Department of Geoinformatics, University of Salzburg, 5020 Salzburg, Austria.
Center for Geographic Analysis, Harvard University, Cambridge, MA 02138, USA.
Sensors (Basel). 2019 Sep 3;19(17):3805. doi: 10.3390/s19173805.
There is a rich repertoire of methods for stress detection using various physiological signals and algorithms. However, there is still a gap in research efforts moving from laboratory studies to real-world settings. A small number of research has verified when a physiological response is a reaction to an extrinsic stimulus of the participant's environment in real-world settings. Typically, physiological signals are correlated with the spatial characteristics of the physical environment, supported by video records or interviews. The present research aims to bridge the gap between laboratory settings and real-world field studies by introducing a new algorithm that leverages the capabilities of wearable physiological sensors to detect moments of stress (MOS).

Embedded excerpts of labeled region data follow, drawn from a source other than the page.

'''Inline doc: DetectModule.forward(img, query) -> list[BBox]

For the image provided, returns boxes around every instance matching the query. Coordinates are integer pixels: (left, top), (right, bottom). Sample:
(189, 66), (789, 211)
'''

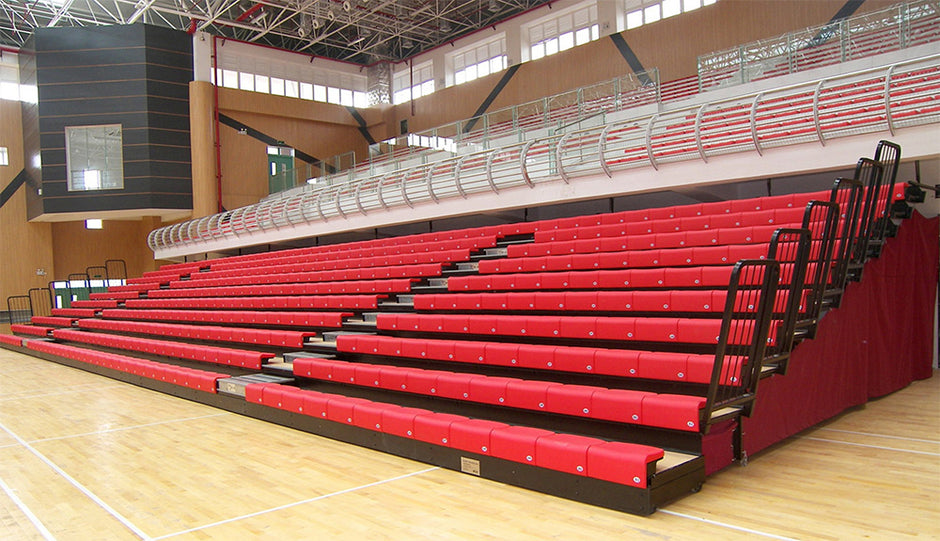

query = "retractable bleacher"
(0, 139), (903, 514)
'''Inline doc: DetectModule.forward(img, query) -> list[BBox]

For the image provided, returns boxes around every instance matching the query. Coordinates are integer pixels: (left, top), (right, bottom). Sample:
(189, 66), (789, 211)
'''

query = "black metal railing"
(763, 228), (812, 373)
(702, 260), (780, 431)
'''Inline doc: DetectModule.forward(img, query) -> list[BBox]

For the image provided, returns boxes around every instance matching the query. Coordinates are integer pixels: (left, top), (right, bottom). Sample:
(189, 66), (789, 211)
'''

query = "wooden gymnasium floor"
(0, 349), (940, 540)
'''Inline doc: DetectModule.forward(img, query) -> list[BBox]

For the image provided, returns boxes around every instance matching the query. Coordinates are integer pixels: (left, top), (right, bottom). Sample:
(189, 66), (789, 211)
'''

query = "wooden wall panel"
(0, 100), (55, 302)
(391, 0), (894, 132)
(189, 81), (219, 217)
(52, 219), (154, 280)
(213, 88), (374, 212)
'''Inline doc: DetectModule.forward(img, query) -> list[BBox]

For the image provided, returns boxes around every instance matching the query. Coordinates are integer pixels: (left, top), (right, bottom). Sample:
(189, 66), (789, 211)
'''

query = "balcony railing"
(148, 55), (940, 251)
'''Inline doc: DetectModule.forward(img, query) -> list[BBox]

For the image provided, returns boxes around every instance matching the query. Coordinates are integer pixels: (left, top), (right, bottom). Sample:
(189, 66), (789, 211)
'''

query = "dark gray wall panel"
(31, 24), (192, 217)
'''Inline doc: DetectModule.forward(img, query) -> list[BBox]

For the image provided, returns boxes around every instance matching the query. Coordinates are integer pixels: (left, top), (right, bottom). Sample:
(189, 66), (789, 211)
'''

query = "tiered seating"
(0, 139), (912, 512)
(246, 378), (665, 488)
(27, 340), (228, 393)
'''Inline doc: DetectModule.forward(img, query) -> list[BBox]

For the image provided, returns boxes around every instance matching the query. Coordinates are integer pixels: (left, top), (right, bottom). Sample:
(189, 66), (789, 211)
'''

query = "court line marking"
(152, 466), (441, 541)
(0, 472), (55, 541)
(794, 436), (940, 456)
(26, 411), (232, 449)
(0, 383), (122, 402)
(819, 428), (940, 444)
(0, 423), (153, 541)
(657, 509), (797, 541)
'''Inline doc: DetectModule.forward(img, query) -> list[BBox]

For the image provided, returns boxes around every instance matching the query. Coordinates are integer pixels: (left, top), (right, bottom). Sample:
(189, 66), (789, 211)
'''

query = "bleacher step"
(261, 362), (294, 378)
(219, 374), (294, 398)
(320, 330), (375, 350)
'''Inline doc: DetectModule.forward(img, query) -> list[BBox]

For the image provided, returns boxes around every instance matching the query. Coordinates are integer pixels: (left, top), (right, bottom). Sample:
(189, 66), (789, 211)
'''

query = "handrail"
(697, 0), (940, 92)
(148, 55), (940, 251)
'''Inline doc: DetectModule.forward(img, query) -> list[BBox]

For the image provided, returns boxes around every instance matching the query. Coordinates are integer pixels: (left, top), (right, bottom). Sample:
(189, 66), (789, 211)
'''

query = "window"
(392, 62), (435, 105)
(450, 36), (509, 85)
(528, 5), (600, 60)
(65, 124), (124, 191)
(624, 0), (718, 30)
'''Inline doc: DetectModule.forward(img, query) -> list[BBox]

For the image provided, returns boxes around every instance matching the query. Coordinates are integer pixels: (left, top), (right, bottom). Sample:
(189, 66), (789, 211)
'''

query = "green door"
(268, 147), (294, 193)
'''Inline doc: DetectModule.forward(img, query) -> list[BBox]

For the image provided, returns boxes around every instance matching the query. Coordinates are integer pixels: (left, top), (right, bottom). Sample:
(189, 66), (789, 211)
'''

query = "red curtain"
(743, 212), (940, 455)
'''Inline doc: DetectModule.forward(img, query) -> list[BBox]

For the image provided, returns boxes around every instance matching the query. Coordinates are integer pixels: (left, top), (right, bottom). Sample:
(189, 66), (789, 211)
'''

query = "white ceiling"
(0, 0), (552, 65)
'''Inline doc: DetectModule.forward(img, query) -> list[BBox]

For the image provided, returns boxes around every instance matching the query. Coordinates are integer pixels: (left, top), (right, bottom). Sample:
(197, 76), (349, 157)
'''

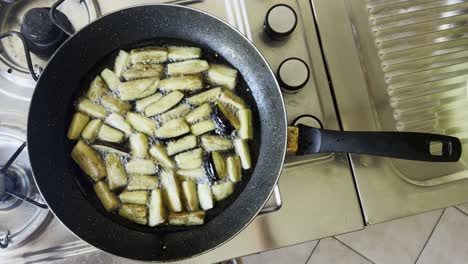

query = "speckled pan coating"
(28, 5), (286, 261)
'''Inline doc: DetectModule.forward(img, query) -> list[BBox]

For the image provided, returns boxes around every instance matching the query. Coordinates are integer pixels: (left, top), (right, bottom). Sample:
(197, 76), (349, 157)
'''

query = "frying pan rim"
(26, 4), (288, 262)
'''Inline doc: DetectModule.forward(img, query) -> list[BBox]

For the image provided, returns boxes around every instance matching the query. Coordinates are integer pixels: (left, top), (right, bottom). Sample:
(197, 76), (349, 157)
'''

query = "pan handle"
(288, 124), (462, 162)
(0, 31), (39, 81)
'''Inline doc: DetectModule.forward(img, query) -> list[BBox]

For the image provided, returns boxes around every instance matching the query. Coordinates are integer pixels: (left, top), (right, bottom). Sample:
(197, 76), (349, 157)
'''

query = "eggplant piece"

We propose a rule-based algorithm based on galvanic skin response and skin temperature, combing empirical findings with expert knowledge to ensure transferability between laboratory settings and real-world field studies. To verify our algorithm, we carried out a laboratory experiment to create a "gold standard" of physiological responses to stressors. We validated the algorithm in real-world field studies using a mixed-method approach by spatially correlating the participant's perceived stress, geo-located questionnaires, and the corresponding real-world situation from the video. Results show that the algorithm detects MOS with 84% accuracy, showing high correlations between measured (by wearable sensors), reported (by questionnaires and eDiary entries), and recorded (by video) stress events. The urban stressors that were identified in the real-world studies originate from traffic congestion, dangerous driving situations, and crowded areas such as tourist attractions. The presented research can enhance stress detection in real life and may thus foster a better understanding of circumstances that bring about physiological stress in humans.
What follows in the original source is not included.